Jacob Pfau comments on LM Situational Awareness, Evaluation Proposal: Violating Imitation

Jacob Pfau 27 Apr 2023 16:33 UTC
1 point
0
Maybe I should’ve emphasized this more, but I think the relevant part of my post to think about is when I say

Absent further information about the next token, minimizing an imitation learning loss entails outputting a high entropy distribution, which covers a wide range of possible words. To output a ~0.5 probability on two distinct tokens, the model must deviate from this behavior by considering situational information.

Another way of putting this is that to achieve low loss, an LM must learn to output high-entropy in cases of uncertainty. Separately, LMs learn to follow instructions during fine-tuning. I propose measuring an LMs ability to follow instructions in cases where instruction-following requires deviating from that ‘high-entropy under uncertainty’ learned rule. In particular, in the cases discussed, rule following further involves using situational information.

Hopefully this clarifies the post to you.
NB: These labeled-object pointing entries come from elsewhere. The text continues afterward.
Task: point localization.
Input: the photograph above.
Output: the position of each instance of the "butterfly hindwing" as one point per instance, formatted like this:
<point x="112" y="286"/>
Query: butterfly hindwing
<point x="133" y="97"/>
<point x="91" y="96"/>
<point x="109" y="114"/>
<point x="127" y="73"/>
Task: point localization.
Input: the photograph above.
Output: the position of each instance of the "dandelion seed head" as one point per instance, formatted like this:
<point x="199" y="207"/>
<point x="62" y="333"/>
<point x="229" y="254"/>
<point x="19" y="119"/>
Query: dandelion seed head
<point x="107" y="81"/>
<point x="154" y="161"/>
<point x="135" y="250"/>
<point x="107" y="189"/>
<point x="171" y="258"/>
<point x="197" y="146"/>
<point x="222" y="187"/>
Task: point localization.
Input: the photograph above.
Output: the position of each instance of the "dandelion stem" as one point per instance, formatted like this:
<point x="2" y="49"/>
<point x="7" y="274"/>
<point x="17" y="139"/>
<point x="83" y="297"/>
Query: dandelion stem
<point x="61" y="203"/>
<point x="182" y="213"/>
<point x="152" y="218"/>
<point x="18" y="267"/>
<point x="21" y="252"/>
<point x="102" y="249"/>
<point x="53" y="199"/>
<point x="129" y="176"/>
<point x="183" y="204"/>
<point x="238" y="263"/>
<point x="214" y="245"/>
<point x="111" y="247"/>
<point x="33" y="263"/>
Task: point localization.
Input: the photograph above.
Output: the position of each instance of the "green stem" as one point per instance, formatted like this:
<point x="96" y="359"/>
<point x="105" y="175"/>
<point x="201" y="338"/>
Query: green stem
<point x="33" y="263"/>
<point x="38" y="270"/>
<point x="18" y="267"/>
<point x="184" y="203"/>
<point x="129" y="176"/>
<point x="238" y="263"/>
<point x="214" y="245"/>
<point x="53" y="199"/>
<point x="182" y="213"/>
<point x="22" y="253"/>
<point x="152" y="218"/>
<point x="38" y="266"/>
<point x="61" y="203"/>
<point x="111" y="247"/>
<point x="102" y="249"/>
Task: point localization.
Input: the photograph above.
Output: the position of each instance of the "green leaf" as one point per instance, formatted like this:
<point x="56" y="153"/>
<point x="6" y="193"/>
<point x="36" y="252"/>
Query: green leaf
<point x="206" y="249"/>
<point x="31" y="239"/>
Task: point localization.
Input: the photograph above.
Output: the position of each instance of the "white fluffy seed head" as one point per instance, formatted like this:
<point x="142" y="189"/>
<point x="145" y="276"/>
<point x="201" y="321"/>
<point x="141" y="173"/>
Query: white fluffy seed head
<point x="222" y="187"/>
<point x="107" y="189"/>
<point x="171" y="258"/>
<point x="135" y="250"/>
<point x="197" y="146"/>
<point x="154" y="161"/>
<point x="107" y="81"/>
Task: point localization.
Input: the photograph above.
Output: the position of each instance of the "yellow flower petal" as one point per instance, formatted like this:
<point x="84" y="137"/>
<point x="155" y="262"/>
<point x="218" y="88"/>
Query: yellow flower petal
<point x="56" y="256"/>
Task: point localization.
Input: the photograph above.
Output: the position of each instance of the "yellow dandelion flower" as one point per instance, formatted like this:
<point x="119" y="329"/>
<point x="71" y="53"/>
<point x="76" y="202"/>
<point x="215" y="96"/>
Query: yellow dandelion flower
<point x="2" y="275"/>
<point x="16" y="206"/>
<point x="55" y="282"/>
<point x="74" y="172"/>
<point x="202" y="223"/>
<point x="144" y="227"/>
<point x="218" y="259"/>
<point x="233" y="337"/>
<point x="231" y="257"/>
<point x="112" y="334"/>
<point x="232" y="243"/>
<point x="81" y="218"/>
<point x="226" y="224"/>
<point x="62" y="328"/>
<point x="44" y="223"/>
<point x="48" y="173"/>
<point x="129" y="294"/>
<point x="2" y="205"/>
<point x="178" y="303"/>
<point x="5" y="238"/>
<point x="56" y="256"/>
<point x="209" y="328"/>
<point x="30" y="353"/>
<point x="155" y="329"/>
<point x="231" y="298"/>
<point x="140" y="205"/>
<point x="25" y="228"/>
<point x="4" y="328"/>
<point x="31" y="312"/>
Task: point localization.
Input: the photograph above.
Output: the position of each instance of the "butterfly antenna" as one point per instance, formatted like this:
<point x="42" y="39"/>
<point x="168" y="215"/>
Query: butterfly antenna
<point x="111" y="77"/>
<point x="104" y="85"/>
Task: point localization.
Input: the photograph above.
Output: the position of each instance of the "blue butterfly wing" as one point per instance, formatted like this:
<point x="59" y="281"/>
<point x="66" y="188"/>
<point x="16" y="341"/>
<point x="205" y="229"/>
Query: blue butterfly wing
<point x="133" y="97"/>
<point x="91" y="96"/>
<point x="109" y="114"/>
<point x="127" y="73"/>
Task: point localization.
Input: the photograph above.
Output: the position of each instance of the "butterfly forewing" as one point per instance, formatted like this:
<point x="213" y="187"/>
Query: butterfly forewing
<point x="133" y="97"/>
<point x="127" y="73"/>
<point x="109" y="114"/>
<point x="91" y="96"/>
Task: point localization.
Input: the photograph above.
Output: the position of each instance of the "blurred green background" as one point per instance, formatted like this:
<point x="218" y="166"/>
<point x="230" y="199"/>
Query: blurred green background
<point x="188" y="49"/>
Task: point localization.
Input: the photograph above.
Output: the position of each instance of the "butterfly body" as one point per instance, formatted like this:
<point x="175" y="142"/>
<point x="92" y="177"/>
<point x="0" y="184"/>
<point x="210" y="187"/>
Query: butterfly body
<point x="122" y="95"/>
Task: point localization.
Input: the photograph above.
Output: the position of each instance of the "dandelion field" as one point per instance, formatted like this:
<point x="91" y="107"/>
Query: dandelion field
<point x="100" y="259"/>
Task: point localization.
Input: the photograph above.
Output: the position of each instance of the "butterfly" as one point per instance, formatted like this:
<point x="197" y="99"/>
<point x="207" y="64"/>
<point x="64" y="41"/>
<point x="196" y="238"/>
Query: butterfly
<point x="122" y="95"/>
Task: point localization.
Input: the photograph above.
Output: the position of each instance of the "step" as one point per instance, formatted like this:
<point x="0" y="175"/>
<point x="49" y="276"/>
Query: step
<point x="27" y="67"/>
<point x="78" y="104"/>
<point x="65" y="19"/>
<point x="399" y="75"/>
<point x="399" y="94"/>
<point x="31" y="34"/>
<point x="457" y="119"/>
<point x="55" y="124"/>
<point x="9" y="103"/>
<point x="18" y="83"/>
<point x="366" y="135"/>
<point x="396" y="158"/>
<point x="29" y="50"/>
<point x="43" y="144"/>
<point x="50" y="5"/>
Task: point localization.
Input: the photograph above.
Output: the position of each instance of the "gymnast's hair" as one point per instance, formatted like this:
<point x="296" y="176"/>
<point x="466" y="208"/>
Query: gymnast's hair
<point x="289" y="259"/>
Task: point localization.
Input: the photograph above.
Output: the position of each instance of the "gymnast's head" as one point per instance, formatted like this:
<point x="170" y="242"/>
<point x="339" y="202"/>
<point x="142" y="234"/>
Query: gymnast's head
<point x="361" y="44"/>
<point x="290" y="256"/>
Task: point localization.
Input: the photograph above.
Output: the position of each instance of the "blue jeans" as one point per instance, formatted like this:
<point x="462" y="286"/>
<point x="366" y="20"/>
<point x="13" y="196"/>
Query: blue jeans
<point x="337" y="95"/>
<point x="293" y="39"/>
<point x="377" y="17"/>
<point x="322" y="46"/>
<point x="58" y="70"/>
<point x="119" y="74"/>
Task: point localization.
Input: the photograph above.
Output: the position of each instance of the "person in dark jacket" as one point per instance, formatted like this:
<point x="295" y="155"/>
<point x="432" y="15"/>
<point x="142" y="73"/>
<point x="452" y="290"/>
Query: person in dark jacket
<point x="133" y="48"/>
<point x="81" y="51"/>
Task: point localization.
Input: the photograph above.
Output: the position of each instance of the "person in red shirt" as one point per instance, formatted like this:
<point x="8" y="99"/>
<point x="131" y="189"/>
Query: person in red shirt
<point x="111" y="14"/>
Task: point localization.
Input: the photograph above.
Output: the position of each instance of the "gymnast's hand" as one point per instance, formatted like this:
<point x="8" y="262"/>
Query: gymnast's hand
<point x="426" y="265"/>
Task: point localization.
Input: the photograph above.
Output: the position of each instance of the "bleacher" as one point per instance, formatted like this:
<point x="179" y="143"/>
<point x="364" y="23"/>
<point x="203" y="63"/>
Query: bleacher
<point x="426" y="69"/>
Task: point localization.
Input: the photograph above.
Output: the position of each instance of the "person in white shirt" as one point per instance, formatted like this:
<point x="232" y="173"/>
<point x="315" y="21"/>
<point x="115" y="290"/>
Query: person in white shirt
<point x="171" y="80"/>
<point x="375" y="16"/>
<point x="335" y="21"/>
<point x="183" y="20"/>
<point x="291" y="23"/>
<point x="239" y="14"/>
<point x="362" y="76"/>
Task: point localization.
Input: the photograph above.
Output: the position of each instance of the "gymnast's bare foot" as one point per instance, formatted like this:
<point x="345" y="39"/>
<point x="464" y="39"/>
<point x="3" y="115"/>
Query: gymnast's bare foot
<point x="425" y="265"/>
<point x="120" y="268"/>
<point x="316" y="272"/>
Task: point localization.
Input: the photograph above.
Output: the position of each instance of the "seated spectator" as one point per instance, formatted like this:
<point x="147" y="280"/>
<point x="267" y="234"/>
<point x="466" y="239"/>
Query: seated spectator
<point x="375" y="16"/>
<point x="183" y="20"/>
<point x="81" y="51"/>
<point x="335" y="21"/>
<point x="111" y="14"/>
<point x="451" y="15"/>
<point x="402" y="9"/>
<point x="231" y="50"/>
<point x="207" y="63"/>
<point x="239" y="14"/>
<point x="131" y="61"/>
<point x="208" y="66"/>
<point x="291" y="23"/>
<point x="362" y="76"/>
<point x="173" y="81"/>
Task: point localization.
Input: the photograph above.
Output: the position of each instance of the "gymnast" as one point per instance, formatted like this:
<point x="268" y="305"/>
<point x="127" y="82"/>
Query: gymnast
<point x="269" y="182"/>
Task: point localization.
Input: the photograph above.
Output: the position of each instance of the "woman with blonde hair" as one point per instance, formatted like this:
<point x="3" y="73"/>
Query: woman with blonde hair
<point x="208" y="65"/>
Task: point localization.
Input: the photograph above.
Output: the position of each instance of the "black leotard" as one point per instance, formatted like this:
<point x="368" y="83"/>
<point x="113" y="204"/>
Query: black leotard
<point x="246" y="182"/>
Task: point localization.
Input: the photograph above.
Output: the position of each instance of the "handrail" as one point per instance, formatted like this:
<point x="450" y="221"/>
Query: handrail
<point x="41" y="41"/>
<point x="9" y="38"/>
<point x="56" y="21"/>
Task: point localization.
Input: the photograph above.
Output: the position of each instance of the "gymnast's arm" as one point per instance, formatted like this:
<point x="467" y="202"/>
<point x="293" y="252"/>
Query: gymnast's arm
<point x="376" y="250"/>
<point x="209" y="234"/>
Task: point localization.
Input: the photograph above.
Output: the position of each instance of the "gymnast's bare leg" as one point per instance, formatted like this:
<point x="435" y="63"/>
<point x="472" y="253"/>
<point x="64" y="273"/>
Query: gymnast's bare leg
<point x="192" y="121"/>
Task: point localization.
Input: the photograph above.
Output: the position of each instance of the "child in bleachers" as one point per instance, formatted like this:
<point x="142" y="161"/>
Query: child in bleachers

Separately, insofar as the proposed capability evals have to do with RNG, the relevant RNG mechanism has already been learned c.f. the Anthropic paper section of my post (though TBF I don’t remember if the Anthropic paper is talking about p_theta in terms of logits or corpus wide statistics; regardless I’ve seen similar experiments succeed with logits).

I don’t think this test is particularly meaningful for humans, and so my guess is thinking about answering some version of my questions yourself probably just adds confusion? My proposed questions are designed to depend crucially on situational facts about an LM. There are no immediately analogous situational facts about humans. Though it’s likely possible to design a similar-in-spirit test for humans, that would be its own post.